District Court denies motion to dismiss for lack of jurisdiction
On March 21, the U.S. District Court for the Western District of Virginia denied defendants’ motion to dismiss for lack of subject matter jurisdiction in a suit alleging that they misrepresented the cost of immigration bond services and deceived migrants to keep them paying monthly fees, including by making false threats of deportation for failure to pay. The defendants argued that “the CFPB lacks authority to exercise any power to enforce the CFPA with respect to [the defendants] because these corporations are regulated by state insurance regulators (12 U.S.C. § 5517(f)) and are merchants, retailors, or sellers of nonfinancial goods or services.” However, the district court noted that “limitations on the CFPB’s regulatory authority do not equate to limitations on this court’s jurisdiction.” The defendants also argued “that the exclusions to CFPB jurisdiction enumerated in the CFPA are jurisdictional limits on the court.” The district court found the defendants were “mistaken” and that “Congress did not expressly state that any threshold limitation on the CFPA’s scope shall count as jurisdictional limitations on the court. For these reasons, the court finds that it has subject-matter jurisdiction in this case.”
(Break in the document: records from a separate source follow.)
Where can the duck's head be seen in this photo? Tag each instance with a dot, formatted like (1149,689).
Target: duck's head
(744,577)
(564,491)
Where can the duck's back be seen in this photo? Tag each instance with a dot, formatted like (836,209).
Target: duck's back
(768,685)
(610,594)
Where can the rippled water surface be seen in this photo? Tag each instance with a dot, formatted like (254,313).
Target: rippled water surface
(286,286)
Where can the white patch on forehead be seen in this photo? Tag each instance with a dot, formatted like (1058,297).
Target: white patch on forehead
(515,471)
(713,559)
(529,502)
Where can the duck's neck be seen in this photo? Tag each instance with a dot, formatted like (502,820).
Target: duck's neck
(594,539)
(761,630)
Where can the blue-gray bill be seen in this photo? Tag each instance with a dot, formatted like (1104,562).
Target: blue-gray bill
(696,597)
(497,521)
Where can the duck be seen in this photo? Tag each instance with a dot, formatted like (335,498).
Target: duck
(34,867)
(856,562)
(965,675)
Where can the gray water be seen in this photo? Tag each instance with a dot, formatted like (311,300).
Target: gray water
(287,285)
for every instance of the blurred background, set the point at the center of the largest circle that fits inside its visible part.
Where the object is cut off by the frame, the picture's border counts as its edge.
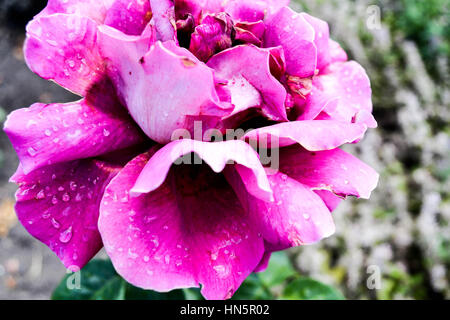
(403, 230)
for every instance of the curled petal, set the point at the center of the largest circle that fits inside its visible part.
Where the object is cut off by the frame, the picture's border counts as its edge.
(130, 17)
(331, 200)
(333, 170)
(297, 216)
(217, 155)
(290, 30)
(162, 89)
(337, 54)
(252, 33)
(313, 135)
(213, 35)
(59, 205)
(321, 40)
(252, 11)
(249, 79)
(55, 133)
(179, 235)
(64, 48)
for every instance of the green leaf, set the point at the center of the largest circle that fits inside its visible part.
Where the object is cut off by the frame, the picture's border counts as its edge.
(280, 268)
(84, 285)
(113, 289)
(99, 281)
(253, 289)
(309, 289)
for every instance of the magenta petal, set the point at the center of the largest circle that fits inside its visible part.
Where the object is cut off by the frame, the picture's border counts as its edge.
(64, 48)
(337, 54)
(213, 35)
(291, 30)
(251, 11)
(55, 133)
(216, 154)
(313, 135)
(264, 263)
(250, 82)
(130, 17)
(333, 170)
(174, 238)
(164, 19)
(297, 216)
(330, 199)
(59, 205)
(163, 89)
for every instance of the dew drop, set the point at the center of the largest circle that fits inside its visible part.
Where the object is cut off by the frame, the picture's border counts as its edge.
(40, 195)
(66, 197)
(31, 151)
(65, 236)
(55, 223)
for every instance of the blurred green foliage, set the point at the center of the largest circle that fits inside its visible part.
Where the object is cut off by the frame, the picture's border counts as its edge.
(424, 22)
(99, 281)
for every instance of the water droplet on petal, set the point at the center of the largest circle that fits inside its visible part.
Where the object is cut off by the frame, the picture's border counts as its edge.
(66, 235)
(40, 195)
(31, 151)
(66, 197)
(55, 223)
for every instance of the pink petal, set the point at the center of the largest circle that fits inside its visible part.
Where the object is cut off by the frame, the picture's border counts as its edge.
(332, 170)
(343, 91)
(129, 16)
(50, 134)
(64, 48)
(250, 82)
(212, 36)
(164, 19)
(250, 32)
(252, 11)
(163, 89)
(313, 135)
(264, 263)
(291, 30)
(330, 199)
(59, 205)
(321, 40)
(175, 237)
(216, 154)
(337, 54)
(297, 216)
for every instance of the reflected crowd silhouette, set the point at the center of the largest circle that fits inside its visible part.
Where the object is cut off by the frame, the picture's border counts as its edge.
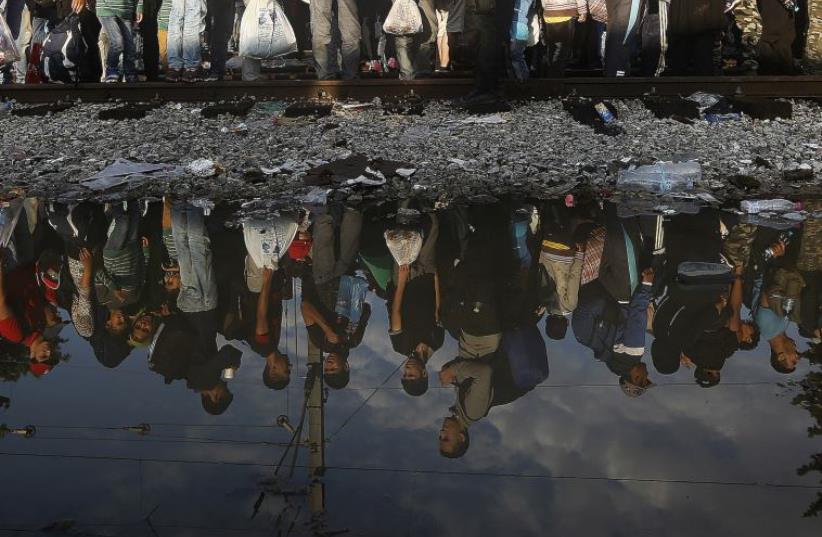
(507, 282)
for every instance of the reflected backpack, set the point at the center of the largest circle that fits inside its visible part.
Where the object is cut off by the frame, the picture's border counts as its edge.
(64, 51)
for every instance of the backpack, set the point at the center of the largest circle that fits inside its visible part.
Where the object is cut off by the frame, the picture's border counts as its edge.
(64, 51)
(527, 356)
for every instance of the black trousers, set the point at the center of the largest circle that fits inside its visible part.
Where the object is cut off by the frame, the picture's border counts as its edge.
(220, 23)
(624, 17)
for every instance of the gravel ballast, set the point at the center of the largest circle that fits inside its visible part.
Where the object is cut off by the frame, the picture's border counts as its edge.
(537, 149)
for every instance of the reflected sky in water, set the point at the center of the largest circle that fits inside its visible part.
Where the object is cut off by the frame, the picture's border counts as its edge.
(571, 456)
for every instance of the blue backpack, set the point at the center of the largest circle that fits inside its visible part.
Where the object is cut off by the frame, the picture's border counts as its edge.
(527, 356)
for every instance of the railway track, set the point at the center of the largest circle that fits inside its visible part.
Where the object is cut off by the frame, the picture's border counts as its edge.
(761, 86)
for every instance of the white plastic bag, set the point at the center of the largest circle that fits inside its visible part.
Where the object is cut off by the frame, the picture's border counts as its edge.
(265, 32)
(267, 241)
(403, 19)
(534, 30)
(8, 47)
(404, 245)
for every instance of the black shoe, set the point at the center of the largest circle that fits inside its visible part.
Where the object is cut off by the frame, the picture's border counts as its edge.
(174, 75)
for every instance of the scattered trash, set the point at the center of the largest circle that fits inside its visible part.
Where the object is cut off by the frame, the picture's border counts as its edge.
(592, 114)
(605, 113)
(801, 172)
(203, 167)
(406, 105)
(745, 182)
(129, 111)
(661, 177)
(239, 108)
(275, 108)
(316, 196)
(41, 110)
(704, 100)
(123, 171)
(241, 129)
(350, 107)
(493, 119)
(356, 169)
(308, 108)
(682, 110)
(718, 118)
(772, 205)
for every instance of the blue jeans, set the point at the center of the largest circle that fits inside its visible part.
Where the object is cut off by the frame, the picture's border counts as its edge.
(416, 52)
(198, 286)
(120, 42)
(349, 35)
(622, 35)
(351, 297)
(186, 23)
(519, 38)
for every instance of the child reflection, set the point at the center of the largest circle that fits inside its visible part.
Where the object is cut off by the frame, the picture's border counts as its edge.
(184, 343)
(333, 295)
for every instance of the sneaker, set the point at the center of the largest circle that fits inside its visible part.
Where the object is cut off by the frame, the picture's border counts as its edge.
(174, 75)
(191, 75)
(211, 76)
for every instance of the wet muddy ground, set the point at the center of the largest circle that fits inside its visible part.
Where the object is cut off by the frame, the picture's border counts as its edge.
(537, 149)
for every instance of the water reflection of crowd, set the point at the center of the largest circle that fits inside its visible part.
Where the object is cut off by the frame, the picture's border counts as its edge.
(169, 277)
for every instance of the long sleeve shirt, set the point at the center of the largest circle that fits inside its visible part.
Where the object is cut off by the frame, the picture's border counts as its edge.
(566, 273)
(475, 390)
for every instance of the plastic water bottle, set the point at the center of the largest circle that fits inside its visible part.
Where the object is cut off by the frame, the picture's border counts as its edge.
(604, 113)
(661, 177)
(774, 205)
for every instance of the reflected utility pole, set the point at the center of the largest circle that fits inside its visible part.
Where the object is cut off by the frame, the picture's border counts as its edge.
(316, 433)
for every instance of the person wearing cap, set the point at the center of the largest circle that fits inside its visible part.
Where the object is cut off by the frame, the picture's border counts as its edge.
(23, 315)
(267, 242)
(119, 281)
(473, 383)
(335, 242)
(414, 307)
(616, 333)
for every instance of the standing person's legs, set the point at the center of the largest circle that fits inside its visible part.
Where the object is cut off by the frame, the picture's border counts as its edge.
(812, 56)
(443, 53)
(162, 41)
(351, 34)
(221, 15)
(14, 18)
(623, 29)
(193, 26)
(116, 45)
(129, 51)
(405, 45)
(480, 18)
(519, 39)
(321, 36)
(151, 44)
(749, 21)
(427, 39)
(778, 33)
(23, 41)
(174, 43)
(560, 37)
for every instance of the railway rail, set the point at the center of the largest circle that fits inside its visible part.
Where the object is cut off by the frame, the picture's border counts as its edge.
(760, 86)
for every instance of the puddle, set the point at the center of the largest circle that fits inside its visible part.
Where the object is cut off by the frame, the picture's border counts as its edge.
(565, 367)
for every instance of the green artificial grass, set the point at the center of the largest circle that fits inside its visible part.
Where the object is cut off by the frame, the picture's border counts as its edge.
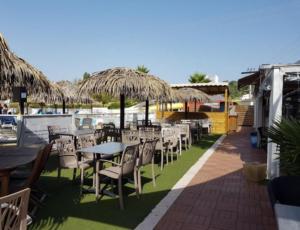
(66, 209)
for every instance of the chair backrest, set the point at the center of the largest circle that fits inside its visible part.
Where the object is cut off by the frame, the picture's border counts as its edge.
(13, 210)
(85, 141)
(169, 135)
(100, 136)
(67, 152)
(147, 152)
(184, 129)
(128, 159)
(109, 126)
(52, 130)
(77, 122)
(146, 133)
(39, 165)
(130, 137)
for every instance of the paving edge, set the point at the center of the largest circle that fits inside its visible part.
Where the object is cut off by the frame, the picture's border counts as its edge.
(162, 207)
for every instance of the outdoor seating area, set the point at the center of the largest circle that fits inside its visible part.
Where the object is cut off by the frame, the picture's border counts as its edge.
(149, 115)
(102, 163)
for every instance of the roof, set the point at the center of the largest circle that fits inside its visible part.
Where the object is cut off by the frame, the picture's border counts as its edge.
(209, 88)
(251, 79)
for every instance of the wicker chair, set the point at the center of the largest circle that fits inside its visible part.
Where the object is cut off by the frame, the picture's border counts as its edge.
(130, 137)
(87, 123)
(37, 195)
(85, 141)
(161, 146)
(118, 170)
(13, 210)
(100, 136)
(68, 158)
(146, 156)
(169, 136)
(52, 130)
(184, 134)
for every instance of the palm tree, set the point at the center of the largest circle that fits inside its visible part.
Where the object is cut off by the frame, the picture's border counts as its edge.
(143, 69)
(198, 78)
(286, 134)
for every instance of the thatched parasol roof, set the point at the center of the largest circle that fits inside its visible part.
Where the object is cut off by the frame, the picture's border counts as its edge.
(189, 94)
(128, 82)
(15, 71)
(71, 93)
(55, 95)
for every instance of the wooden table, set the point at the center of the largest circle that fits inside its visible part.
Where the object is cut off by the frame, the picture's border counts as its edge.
(11, 158)
(104, 150)
(76, 133)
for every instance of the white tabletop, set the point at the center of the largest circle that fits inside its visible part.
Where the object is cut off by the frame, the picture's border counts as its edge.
(108, 148)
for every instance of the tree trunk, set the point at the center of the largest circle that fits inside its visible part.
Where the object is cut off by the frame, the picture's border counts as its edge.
(147, 112)
(122, 111)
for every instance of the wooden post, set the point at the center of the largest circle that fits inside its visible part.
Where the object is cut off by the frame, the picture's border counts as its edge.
(226, 101)
(226, 110)
(21, 103)
(185, 110)
(122, 111)
(64, 106)
(147, 112)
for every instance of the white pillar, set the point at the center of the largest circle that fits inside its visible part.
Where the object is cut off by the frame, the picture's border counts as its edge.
(275, 112)
(258, 116)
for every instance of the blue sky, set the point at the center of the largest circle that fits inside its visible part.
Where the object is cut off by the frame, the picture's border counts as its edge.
(172, 38)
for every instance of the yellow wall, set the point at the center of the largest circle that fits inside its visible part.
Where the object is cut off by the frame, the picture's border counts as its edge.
(219, 119)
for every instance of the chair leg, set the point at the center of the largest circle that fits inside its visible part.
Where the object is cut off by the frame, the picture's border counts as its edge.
(58, 172)
(167, 156)
(81, 179)
(139, 180)
(153, 173)
(97, 180)
(120, 193)
(136, 184)
(180, 146)
(74, 174)
(161, 160)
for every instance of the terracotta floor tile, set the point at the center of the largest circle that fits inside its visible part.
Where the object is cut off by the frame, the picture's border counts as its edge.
(219, 197)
As previously covered by InfoBytes, the U.S. District Court for the District of Columbia denied the defendants’ request to enforce a modified Civil Investigative Demand (CID) and prevent the CFPB from obtaining personal information about the defendants’ clients via CIDs to third parties. In August 2017, the CFPB issued a CID to the defendants requesting various documents and information. The CFPB filed the present lawsuit in February 2021.